Analyzing Online TOUs (Terms-of-Use) with R Shiny

Digital platforms have changed the way humans interact with each other and the world around them (Samples 2023). Facebook and Instagram have taken over social lives, X (formerly Twitter) and Google have changed how people get information, and Venmo and PayPal have transformed personal finance, just to name a few. To use any such platform, a user must agree to several contracts known as Terms of Use (TOUs), which are notorious for convoluted, difficult to comprehend language (Samples 2023, Samples et al. 2024). If a user is unable to read a contract, it begs the question of whether these contracts are fair. To understand trends in contract complexity and reading difficulty for consumers, this work analyzes the linguistic patterns in TOUs longitudinally.

To accomplish this objective, the dataset was compiled by scraping 323 TOUs of 21 platforms dating from 1999-2024 using the Internet Archive. The full corpus consists of approximately 3 million words. The TOUs are gathered from platforms ranging from social media, finance, dating, gaming, and business. After initial data gathering and compilation, the text files were submitted to several rounds of regular expression scripts, to remove non utf-8 characters and prepare the data for further analysis and NLP (Natural Language Processing).
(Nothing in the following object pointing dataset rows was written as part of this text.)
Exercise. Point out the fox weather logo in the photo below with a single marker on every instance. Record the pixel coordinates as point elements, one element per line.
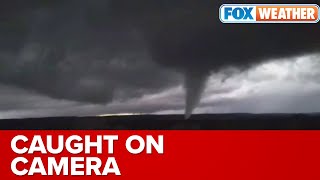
<point>269,13</point>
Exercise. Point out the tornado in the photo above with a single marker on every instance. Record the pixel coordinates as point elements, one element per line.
<point>194,84</point>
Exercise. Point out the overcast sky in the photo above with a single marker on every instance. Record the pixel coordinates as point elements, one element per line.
<point>69,58</point>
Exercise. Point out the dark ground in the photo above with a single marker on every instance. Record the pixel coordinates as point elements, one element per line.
<point>171,122</point>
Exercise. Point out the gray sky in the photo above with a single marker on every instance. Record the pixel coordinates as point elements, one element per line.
<point>95,57</point>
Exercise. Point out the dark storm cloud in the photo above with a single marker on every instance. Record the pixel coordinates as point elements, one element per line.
<point>92,51</point>
<point>70,52</point>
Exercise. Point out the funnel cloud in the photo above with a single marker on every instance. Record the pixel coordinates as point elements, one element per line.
<point>100,52</point>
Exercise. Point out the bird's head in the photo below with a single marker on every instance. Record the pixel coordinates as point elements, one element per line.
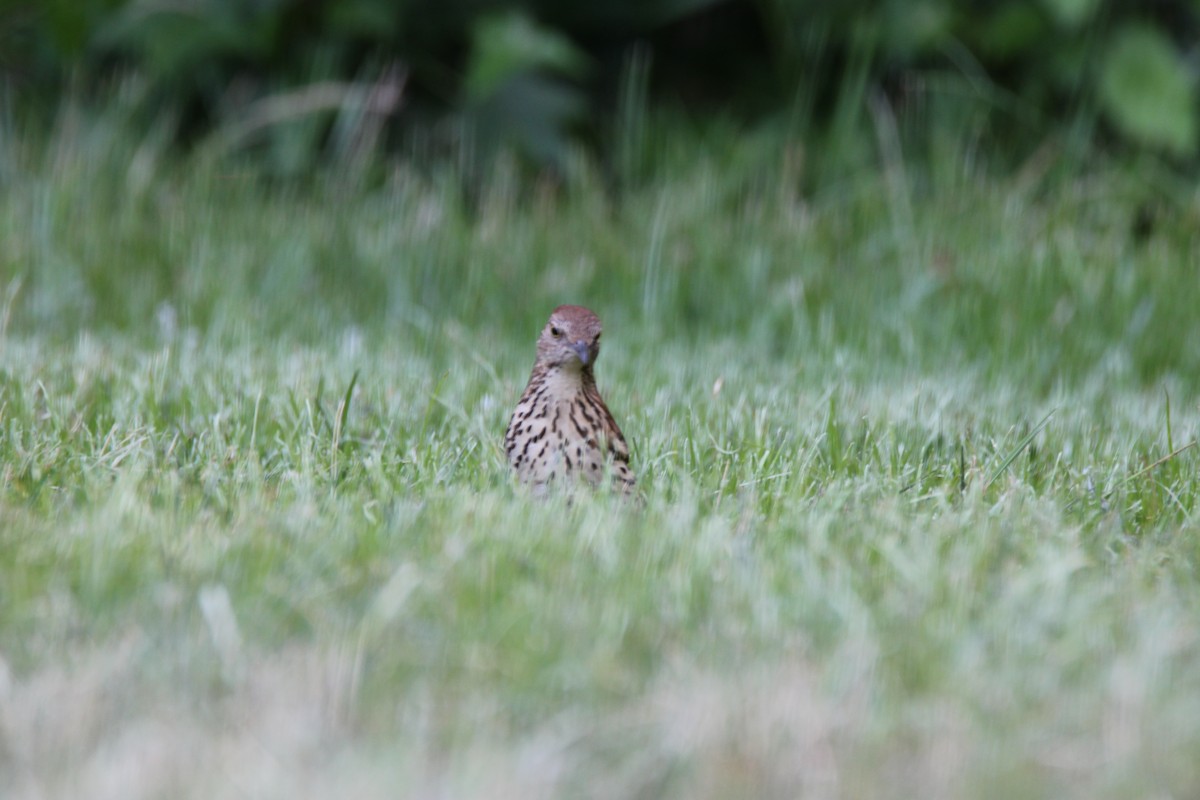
<point>570,340</point>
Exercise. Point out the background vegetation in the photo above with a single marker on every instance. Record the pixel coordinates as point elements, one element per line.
<point>298,79</point>
<point>899,302</point>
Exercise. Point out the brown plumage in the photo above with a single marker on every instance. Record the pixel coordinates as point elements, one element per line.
<point>561,428</point>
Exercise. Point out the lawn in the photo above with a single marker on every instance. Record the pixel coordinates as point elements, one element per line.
<point>913,443</point>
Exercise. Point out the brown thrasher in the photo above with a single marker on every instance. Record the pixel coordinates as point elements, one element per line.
<point>562,428</point>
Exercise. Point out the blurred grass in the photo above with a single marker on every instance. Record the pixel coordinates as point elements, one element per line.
<point>221,581</point>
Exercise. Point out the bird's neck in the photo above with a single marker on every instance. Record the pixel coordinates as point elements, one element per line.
<point>563,379</point>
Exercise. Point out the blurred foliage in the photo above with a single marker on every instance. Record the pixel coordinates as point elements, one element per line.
<point>468,78</point>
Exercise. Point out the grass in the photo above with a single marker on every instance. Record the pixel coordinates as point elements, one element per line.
<point>905,527</point>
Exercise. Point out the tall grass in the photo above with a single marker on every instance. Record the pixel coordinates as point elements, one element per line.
<point>907,523</point>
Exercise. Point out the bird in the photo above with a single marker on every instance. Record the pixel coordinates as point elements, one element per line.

Next, the data was submitted to part-of-speech tagging and analysis with the Tool for the Automatic Analysis of Syntactic Sophistication and Complexity (TAASSC), generating over 100 indices of linguistic complexity for each TOU. At present, the project focuses on eight variables associated with noun phrase and verbal complexity, in addition to results for traditional readability formulas (Flesh and FRE, obtained with R packages quanteda and the tidyverse, Benoit et al. 2018, Wickam et al. 2019).To view how readability has changed longitudinally, this study needed a tool to dynamically view how each platform changed over time. To aid the researcher, this tool required flexibility to compare different platforms, focus on varying sub-periods, and choose from varying graph styles.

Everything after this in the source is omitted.